Financial leverage is the use of borrowed money (debt) to finance the purchase of assets with the expectation that the income or capital gain from the new asset will exceed the cost of borrowing. In most cases, the debt provider will limit how much risk it is ready to take and indicate a limit on the extent of the leverage it will allow. In the case of asset-backed lending, the financial provider uses the assets as collateral until the borrower repays the loan. In the case of a cash flow loan, the general creditworthiness of the company is used to back the loan. The concept of leverage is common in the business world. It is mostly used to boost the returns on equity capital of a company, especially when the business is unable to increase its operating efficiency and returns on total investment. Because earnings on borrowing are higher than the interest payable on debt, the company's total earnings will increase, ultimately boosting stockholders' profits.Leverage and Capital Costs
The debt to equity ratio plays a role in the working average cost of capital (WACC). The overall interest on debt represents the break-even point that must be obtained to profitability in a given venture.
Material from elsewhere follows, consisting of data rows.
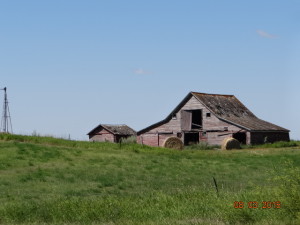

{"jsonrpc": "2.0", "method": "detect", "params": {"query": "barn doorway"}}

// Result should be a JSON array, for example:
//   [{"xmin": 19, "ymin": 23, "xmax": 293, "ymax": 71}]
[
  {"xmin": 184, "ymin": 132, "xmax": 199, "ymax": 145},
  {"xmin": 232, "ymin": 132, "xmax": 246, "ymax": 144}
]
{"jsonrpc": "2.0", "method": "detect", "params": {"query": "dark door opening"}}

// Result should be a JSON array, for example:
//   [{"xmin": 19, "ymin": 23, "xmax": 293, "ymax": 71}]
[
  {"xmin": 184, "ymin": 132, "xmax": 199, "ymax": 145},
  {"xmin": 232, "ymin": 132, "xmax": 246, "ymax": 144}
]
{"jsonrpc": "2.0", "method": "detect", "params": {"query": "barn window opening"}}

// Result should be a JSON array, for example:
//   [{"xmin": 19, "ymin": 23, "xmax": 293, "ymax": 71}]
[
  {"xmin": 184, "ymin": 132, "xmax": 199, "ymax": 145},
  {"xmin": 232, "ymin": 132, "xmax": 246, "ymax": 144},
  {"xmin": 192, "ymin": 110, "xmax": 202, "ymax": 129},
  {"xmin": 181, "ymin": 110, "xmax": 202, "ymax": 131}
]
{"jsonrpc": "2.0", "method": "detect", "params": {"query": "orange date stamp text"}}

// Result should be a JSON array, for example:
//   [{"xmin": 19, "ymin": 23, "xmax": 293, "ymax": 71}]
[{"xmin": 233, "ymin": 201, "xmax": 281, "ymax": 209}]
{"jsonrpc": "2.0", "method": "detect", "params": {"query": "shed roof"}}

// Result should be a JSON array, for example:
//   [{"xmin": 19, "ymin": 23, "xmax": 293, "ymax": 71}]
[
  {"xmin": 138, "ymin": 92, "xmax": 289, "ymax": 135},
  {"xmin": 88, "ymin": 124, "xmax": 136, "ymax": 135}
]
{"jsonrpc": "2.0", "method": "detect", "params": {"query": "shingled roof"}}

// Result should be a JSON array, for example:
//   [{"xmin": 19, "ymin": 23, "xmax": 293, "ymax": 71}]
[
  {"xmin": 191, "ymin": 92, "xmax": 289, "ymax": 132},
  {"xmin": 138, "ymin": 92, "xmax": 289, "ymax": 135},
  {"xmin": 88, "ymin": 124, "xmax": 136, "ymax": 135}
]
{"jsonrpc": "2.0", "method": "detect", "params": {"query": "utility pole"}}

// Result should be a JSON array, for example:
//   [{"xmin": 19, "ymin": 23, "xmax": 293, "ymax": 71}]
[{"xmin": 0, "ymin": 87, "xmax": 13, "ymax": 133}]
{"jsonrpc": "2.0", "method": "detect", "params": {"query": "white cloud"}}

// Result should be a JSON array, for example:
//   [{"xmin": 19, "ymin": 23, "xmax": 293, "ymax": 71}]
[
  {"xmin": 256, "ymin": 30, "xmax": 277, "ymax": 38},
  {"xmin": 133, "ymin": 69, "xmax": 150, "ymax": 75}
]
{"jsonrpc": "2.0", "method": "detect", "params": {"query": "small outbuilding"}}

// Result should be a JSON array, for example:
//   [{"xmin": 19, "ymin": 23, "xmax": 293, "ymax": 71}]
[
  {"xmin": 137, "ymin": 92, "xmax": 290, "ymax": 146},
  {"xmin": 87, "ymin": 124, "xmax": 136, "ymax": 143}
]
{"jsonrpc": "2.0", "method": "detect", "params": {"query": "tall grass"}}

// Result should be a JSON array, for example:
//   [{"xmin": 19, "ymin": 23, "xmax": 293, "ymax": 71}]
[{"xmin": 0, "ymin": 134, "xmax": 300, "ymax": 225}]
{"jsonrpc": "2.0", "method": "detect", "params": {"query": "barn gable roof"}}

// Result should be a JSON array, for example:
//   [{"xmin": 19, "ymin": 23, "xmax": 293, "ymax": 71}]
[
  {"xmin": 88, "ymin": 124, "xmax": 136, "ymax": 135},
  {"xmin": 137, "ymin": 92, "xmax": 289, "ymax": 135}
]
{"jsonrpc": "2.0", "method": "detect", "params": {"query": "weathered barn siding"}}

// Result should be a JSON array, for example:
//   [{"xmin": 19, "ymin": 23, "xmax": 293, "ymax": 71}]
[
  {"xmin": 90, "ymin": 128, "xmax": 115, "ymax": 142},
  {"xmin": 88, "ymin": 124, "xmax": 136, "ymax": 142},
  {"xmin": 137, "ymin": 96, "xmax": 250, "ymax": 146},
  {"xmin": 137, "ymin": 92, "xmax": 289, "ymax": 146},
  {"xmin": 251, "ymin": 132, "xmax": 290, "ymax": 144}
]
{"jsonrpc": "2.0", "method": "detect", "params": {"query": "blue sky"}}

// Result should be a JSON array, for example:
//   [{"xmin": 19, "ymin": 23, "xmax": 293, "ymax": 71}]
[{"xmin": 0, "ymin": 0, "xmax": 300, "ymax": 140}]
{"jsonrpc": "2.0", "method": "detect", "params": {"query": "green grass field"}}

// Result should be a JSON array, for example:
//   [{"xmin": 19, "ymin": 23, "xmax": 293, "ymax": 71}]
[{"xmin": 0, "ymin": 134, "xmax": 300, "ymax": 225}]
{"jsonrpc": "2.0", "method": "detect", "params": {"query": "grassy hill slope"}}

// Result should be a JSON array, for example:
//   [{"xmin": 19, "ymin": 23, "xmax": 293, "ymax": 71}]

Thus, WACC is essentially the average interest an organization owes on the capital it has borrowed for leverage. Let's say equity represents 60% of borrowed capital, and debt is 40%. This results in a financial leverage calculation of 40/60, or 0.6667. The organization owes 10% on all equity and 5% on all debt. That means that the weighted average cost of capital is (.4)(5) + (.6)(10) - or 8%. For every $10,000 borrowed, this organization will owe $800 in interest. Profit must be higher than 8% on the project to offset the cost of interest and justify this leverage.Benefits of Financial Leverage
Leverage provides the following benefits for companies:- Leverage is an essential tool a company's management can use to make the best financing and investment decisions.
- It provides a variety of financing sources by which the firm can achieve its target earnings.
- Leverage is also an essential technique in investing as it helps companies set a threshold for the expansion of business operations. For example, it can be used to recommend restrictions on business expansion once the projected return on additional investment is lower than the cost of debt.